Raumklima und Aussehen des Bodens

Was Aussehen und Raumklima betrifft, ist ein geölter bzw. gewachster Boden gegenüber dem versiegelten Parkett klar im Vorteil. Beim Ölen entsteht keine neue Schicht auf dem Boden. Das Öl dringt in tiefere Holzschichten ein, arbeitet mit und lässt das Holz weiter atmen, was im Raum spürbar ist.

Ein lackierter Parkettboden bildet dagegen eine separate Schutzschicht. Trotzdem lässt sich die Natürlichkeit des Holzes spüren und der Raum bekommt eine angenehme Atmosphäre.

 

Umweltaspekte berücksichtigen

Ob das Parkett lackiert oder geölt werden soll, ist auch vom Umweltbewusstsein abhängig. Welche Methode umweltfreundlicher ist, lässt sich nur bestimmen, wenn die Zusammensetzung des gewählten Produktes bekannt ist.

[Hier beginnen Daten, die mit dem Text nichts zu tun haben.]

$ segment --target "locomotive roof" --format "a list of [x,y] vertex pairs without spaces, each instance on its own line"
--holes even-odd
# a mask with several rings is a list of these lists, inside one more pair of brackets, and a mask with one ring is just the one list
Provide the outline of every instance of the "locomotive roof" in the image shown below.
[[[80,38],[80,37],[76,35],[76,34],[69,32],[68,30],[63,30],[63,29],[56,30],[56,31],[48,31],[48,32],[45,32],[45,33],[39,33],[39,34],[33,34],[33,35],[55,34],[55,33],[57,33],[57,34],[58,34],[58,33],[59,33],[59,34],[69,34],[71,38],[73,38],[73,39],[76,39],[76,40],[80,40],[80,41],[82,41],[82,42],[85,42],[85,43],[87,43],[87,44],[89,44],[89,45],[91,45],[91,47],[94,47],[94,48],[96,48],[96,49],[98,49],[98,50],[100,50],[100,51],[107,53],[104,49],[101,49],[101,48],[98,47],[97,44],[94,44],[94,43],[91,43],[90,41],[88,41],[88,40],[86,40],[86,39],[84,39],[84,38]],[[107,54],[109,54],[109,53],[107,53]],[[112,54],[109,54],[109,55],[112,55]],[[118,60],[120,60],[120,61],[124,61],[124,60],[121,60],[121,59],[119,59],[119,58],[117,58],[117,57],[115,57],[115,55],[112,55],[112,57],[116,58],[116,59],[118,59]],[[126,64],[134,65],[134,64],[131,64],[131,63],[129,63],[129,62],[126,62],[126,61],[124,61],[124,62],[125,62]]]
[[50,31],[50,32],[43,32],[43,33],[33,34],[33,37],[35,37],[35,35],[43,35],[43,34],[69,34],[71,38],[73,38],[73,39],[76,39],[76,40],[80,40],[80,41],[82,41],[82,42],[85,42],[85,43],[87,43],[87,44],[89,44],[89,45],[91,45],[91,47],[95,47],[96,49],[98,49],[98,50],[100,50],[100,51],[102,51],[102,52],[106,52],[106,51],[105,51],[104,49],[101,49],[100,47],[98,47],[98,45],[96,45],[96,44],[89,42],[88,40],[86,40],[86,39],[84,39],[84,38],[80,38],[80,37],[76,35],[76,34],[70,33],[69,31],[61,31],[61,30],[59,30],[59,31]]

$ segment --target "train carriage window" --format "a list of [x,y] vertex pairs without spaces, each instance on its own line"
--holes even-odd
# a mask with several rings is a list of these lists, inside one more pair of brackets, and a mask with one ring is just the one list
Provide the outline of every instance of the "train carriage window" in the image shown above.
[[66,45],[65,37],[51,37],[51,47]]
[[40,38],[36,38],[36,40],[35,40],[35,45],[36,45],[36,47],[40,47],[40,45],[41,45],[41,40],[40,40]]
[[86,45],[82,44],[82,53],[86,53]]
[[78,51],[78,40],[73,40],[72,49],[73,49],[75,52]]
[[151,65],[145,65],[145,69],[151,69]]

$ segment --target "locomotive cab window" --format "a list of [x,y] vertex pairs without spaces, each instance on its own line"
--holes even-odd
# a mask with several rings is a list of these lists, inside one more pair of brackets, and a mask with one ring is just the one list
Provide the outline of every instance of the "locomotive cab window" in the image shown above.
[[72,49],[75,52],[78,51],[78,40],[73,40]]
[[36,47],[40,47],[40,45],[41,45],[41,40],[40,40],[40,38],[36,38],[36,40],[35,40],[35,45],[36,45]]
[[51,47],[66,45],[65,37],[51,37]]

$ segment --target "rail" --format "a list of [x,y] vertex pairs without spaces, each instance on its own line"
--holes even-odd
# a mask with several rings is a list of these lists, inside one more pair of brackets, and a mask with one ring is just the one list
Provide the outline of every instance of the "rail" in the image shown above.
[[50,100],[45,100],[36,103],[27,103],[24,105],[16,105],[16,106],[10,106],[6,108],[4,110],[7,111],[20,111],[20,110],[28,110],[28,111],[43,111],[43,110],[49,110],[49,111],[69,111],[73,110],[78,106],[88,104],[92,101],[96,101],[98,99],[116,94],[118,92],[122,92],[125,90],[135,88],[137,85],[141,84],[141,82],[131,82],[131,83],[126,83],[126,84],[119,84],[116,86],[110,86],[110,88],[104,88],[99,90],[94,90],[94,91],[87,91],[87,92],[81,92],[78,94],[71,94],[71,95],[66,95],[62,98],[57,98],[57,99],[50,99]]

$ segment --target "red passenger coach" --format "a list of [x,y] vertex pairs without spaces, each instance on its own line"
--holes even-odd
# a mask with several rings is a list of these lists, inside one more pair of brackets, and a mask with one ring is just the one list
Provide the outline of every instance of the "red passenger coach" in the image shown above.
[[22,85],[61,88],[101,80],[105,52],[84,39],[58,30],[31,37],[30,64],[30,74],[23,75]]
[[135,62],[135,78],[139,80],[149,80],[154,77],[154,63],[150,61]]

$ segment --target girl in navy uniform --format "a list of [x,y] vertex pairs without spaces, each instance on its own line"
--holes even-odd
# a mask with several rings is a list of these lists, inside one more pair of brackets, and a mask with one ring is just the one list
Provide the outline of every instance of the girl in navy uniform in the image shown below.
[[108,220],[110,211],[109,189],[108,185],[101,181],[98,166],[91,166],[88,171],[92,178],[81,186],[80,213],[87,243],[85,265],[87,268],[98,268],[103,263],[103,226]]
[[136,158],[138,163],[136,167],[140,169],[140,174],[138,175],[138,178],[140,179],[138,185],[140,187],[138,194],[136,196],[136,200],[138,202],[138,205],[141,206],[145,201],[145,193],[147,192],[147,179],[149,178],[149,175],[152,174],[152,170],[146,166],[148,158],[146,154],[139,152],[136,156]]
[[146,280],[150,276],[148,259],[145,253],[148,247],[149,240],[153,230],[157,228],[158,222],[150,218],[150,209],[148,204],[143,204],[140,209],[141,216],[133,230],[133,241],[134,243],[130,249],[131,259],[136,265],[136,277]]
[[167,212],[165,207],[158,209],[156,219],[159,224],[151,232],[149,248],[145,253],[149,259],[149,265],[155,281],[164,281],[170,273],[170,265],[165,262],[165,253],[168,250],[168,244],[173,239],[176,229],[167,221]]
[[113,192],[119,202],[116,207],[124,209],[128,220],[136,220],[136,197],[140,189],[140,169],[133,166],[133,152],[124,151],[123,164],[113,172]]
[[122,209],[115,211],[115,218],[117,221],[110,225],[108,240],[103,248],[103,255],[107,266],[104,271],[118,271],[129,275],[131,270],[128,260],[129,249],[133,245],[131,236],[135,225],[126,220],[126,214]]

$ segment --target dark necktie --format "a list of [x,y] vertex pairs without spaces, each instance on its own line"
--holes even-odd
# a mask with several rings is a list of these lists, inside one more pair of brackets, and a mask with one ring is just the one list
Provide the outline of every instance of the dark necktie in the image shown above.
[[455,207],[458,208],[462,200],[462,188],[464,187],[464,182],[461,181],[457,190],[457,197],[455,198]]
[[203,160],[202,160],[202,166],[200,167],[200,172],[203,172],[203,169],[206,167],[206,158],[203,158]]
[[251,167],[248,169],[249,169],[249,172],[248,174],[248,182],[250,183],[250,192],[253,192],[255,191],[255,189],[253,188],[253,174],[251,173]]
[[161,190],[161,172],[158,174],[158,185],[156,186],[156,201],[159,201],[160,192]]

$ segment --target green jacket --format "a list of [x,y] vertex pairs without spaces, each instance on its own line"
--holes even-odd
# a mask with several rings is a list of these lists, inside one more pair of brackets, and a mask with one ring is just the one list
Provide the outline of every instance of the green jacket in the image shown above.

Öl oder Wachs mit einem Giscode Ö10 ist besonders umweltfreundlich, weil es aus reinen Naturstoffen besteht und frei von Lösemitteln ist. Für Mensch, Tier und Umwelt sind diese Öle vollkommen unbedenklich.

Öle mit Giscode-Werten über 10 enthalten Lösemittel, die sich in einer stärkeren Geruchsbelastung zeigen.

Moderne Lacke für Parkett sind mittlerweile sehr umweltfreundlich und für die Gesundheit unbedenklich. Fast alle basieren auf Wasser und haben einen Anteil von Lösemitteln, der maximal 15 Prozent beträgt, was sie in puncto Gesundheit unbedenklich macht.

 

Resümee

Jede Art der Veredelung von Parkettboden hat Vor- und Nachteile. Ein lackierter Boden ist unempfindlicher gegen Kratzer und leichter zu pflegen. Dafür bietet ein geölter Parkettboden eine bessere Atmosphäre im Raum und ist natürlicher.

Wofür man sich entscheidet, hängt im Wesentlichen von den persönlichen Vorlieben ab und von den Erwartungen, die der Besitzer an seinen Parkettboden hat.